As shown in fig. 1, this embodiment provides a multistage multiple heat source evaporative hot fresh water preparing apparatus, including: a first heat exchanger 2 provided with an external raw material liquid inlet 2-4 for inputting a raw material liquid;

a raw material liquid inlet 3-2 of the second heat exchanger 3 is communicated with a raw material liquid outlet 2-1 of the first heat exchanger 2; a first heat source inlet is arranged on the second heat exchanger 3 or the first heat exchanger 2 and is communicated with a heat source inlet 3-1 of the second heat exchanger 3 or a heat source inlet 2-2 of the first heat exchanger 2; a raw material liquid inlet 1-2 of each stage of evaporator 1 is communicated with a raw material liquid outlet of the second heat exchanger 3; the Nth-stage evaporator 1 is provided with a second heat source inlet which is communicated with a heat source inlet 1-1 of the Nth-stage evaporator.
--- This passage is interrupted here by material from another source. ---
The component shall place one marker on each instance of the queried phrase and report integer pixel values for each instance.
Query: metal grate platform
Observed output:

A steam outlet 1-3 of an M-th-stage evaporator 1 in the N-stage evaporator 1 is communicated with a heat source inlet 1-1 of the M-1-th-stage evaporator 1; wherein N is more than or equal to M and more than 1, and M and N are integers.

The multistage multiple heat source evaporation type hot fresh water preparation device of the invention can also comprise: a heater 4 of a stage N-1, wherein a condensed water inlet 4-2 of the heater 4 of the stage M-1 in the heater 4 of the stage N-1 is communicated with a condensed water outlet 1-4 of the evaporator 1 of the stage M-1; the fresh water inlet 4-3 of the heater 4 of the M-1 stage is communicated with the fresh water outlet 4-4 of the heater 4 of the M-2 stage;

a steam inlet 4-1 of the heater 4 of the M-1 th stage is communicated with a secondary steam outlet 1-3 of the M-stage evaporator 1; a fresh water outlet of the N-1 th-level heater 4 is communicated with a heat supply pipe network; wherein N is more than or equal to M and more than 2.
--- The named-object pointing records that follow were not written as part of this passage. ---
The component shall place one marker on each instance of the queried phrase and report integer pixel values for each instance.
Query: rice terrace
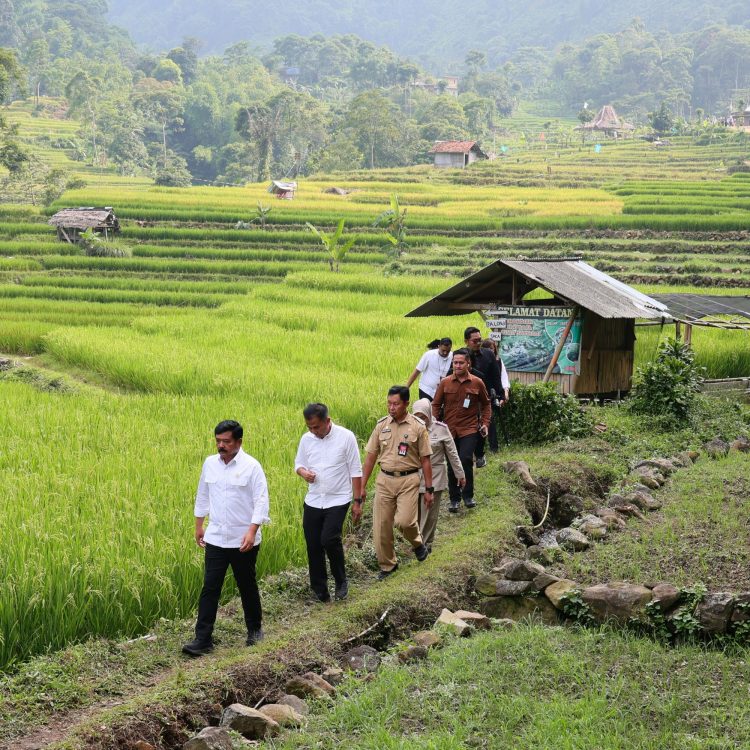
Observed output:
(119, 354)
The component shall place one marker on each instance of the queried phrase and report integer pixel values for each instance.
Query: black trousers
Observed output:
(465, 446)
(322, 529)
(217, 561)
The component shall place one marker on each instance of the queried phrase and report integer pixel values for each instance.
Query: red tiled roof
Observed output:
(452, 147)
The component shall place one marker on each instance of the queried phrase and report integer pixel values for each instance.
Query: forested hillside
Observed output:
(436, 32)
(183, 113)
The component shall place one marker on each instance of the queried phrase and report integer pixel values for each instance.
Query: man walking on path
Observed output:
(484, 365)
(443, 446)
(328, 460)
(233, 493)
(401, 445)
(463, 399)
(432, 368)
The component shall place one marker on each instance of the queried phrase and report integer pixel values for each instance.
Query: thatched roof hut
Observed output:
(72, 222)
(609, 123)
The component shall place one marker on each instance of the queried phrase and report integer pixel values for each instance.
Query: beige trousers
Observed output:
(428, 518)
(396, 502)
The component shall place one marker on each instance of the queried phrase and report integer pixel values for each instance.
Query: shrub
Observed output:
(95, 247)
(538, 413)
(668, 386)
The multistage multiple heat source evaporation type hot fresh water preparation device of the invention may further comprise: the N-1 stage preheater 5, the N-1 stages of the preheaters 5 are connected in series, and a steam inlet 5-1 of an M-1 stage preheater 5 in the N-1 stage of the preheaters 5 is communicated with a secondary steam outlet 1-3 of the M stage evaporator 1;

a condensed water outlet 5-2 of the preheater 5 of the Mth stage is communicated with a condensed water inlet 4-2 of the heater 4 of the Mth stage;

a raw material liquid inlet 5-3 of the preheater 5 of the 1 st stage is communicated with the second heat exchanger 3 and a raw material liquid outlet 3-3;

the raw material liquid outlet 5-4 of the preheater 5 of the M-1 th stage is respectively communicated with the raw material liquid inlet 5-3 of the preheater 5 of the M-th stage and the raw material liquid inlet 1-2 of the evaporator 1 of the M-th stage.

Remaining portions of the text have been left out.